Dari bandara, kami sudah dijemput oleh pihak King Mongkuts Institute of Technology Ladkrabang (KMITL) menuju dormitory di area kampus untuk istirahat. Kegiatan kami semasa di KMITL adalah cultural exchange dan sesi diskusi, dimana kami mempelajari Thailand lewat diskusi dengan teman sebaya tentang berbagai hal. Sistem pemerintahan, Budaya ASEAN, Ekonomi, Kebijakan kesehatan, Pendidikan, AEC, dll. Di KMITL kami banyak dibantu oleh Muslim Student Club (MSC) , terutama dalam hal ibadah dan makanan halal disana, dimana mereka keebanyakan berasal dari Thailand bagian selatan yang mampu berbahasa Melayu. Kami melihat kesiapan KMITL dalam menghadapi AEC lewat cara mereka mendidik mahasiswa yang bertujuan tak hanya mampu bersaing secara nasional, namun juga mampu bersaing dalam dunia Internasional regional guna menghadapi AEC. Pengamatan saya tentang sistem pelayanan kesehatan disana, pemerintah tidak menyediakan layanan asuransi selayaknya BPJS. Selain itu terdapat jaringan antar rumah sakit sehingga mempermudah pelayanan rujukan pasien dan koordinasi dalam penanganan pasien gawat-darurat Bentuk rumah sakit di Bangkok mayoritas adalah gedung bertingkat dengan adanya layanan Doctor Heli. Pada hari terakhir di KMITL, kami menggunakan kendaraan darat menuju border Thailand-Cambodia.

 

Setelah melalui proses yang melelahkan di bagian imigrasi, kami menggunakan bus untuk menuju daerah Siem Reap. Di perjalanan kami mengamati keadaan Cambodia, hampir semua rumah-rumah panggung terkesan milik kalangan ekonomi bawah, namun hotel-hotel dan Casino berdiri megah di perbatasan. Di Seam Reap, tempat dimana Angkor Vat berada,  kami melihat kentalnya budaya “Beer” di lingkungan tourism, dimana-mana ada beer. Mata uang mereka adalah Riil, namun negara ini lebih sering menggunakan USD, pantas saja sulit mencari mata uang Riil di money changer. Nampak juga kesenjangan yang nyata dalam segi ekonomi. Namun, muncul secercah harapan, kebetulan hari dimana kami tiba di Siem Reap adalah hari Jumat, dimana kami harus mencari masjid untuk sholat jumat. Di sekitar daerah tourism terdapat komunitas Muslim, dimana mereka adalah minoritas di daerah itu.

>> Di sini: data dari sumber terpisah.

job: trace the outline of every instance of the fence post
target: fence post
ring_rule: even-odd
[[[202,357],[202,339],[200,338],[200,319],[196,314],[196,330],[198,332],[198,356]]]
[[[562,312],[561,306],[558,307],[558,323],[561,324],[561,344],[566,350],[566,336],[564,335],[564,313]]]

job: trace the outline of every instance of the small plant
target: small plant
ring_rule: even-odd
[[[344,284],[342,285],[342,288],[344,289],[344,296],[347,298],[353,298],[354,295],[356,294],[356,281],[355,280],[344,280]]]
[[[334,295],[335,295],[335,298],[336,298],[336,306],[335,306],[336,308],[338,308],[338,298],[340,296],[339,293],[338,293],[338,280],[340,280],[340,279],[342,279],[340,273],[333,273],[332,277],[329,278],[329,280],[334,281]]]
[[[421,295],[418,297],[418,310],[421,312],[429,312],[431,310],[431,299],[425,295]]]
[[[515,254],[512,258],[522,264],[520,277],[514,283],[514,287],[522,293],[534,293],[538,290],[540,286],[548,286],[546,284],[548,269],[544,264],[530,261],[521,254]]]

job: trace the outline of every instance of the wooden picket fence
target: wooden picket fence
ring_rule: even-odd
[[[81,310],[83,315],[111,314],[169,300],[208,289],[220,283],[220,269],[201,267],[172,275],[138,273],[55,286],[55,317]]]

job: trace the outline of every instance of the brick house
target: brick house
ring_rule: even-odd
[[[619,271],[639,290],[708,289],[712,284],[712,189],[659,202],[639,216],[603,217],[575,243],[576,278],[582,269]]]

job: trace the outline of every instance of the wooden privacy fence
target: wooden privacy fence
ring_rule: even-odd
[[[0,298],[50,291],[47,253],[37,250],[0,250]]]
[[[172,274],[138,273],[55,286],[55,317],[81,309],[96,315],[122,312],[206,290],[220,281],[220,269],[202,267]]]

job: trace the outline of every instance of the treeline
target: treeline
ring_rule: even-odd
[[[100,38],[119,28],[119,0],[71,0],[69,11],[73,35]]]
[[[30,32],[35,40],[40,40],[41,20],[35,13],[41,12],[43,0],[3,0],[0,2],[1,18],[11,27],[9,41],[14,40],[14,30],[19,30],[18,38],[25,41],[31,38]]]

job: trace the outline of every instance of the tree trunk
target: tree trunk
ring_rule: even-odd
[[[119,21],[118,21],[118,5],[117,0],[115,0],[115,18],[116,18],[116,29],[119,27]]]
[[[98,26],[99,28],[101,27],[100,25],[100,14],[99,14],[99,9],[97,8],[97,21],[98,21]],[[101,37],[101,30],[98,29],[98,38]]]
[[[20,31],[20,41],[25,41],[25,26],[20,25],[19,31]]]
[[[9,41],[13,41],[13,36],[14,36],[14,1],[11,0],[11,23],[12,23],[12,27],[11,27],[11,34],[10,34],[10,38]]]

Disana lah tempat kami beribadah dan makan makanan halal dengan nyaman. Walau mereka minoritas, mereka memiliki semangat yang luar biasa. Walau mereka minoritas,sikap ramah dan santun tetap dikedepankan. Walau mereka minoritas, mereka tidak merasa terintimidasi, tidak banyak berkomentar, tapi tetap produktif. Kami terharu melihat semangat mereka. Selepas dari Seam Reap, kami menuju provinsi Kratie dimana Asian Institute of Cambodia (AIC) berada. Di AIC kami melakukan Comunity Service di salah satu Primary School dengan kondisi yang mengenaskan, dimana tidak ada listrik dan saluran air higenis. Kami melakukan berbagai hal mulai dari mengecat gedung sampaimerapikan halaman. Semua itu kami lakukan bersama dengan mahasiswa AIC. Kegiatan ini meningkatkan hubungan sambung rasa diantara kami. Esok nya, kami mengikuti acara diskusi di AIC dengan tema Negative impact because of cultural diversity in ASEAN Integration diikuti dengan pendapat dari para ahli yang bersangkutan. Bahkan kami melakukan upacara kecil di ruang pertemuan AIC dalam rangka HUT RI ke 70. Untuk pertama kalinya saya merayakan hari ulang tahun Indonesia di negeri orang. Bergetar hati saat lagu Indonesia Raya dinyanyikan. Sistem Pelayanan di Cambodia banyak terpengaruh oleh bantuan dari Thailand, sehingga memiliki Doctor Heli di perkotaan, namun kondisi yang memprihatinkan  di daerah pedalaman dimana pelayanan setingkat “Puskesmas” masih dibawah rata-rata. Pada sore harinya diadakan farewell party dan cultural exchange dan esoknya pagi-pagi sekali kami berangkat ke Pnomh Penh kemudian dilanjutkan perjalanan darat ke Vietnam.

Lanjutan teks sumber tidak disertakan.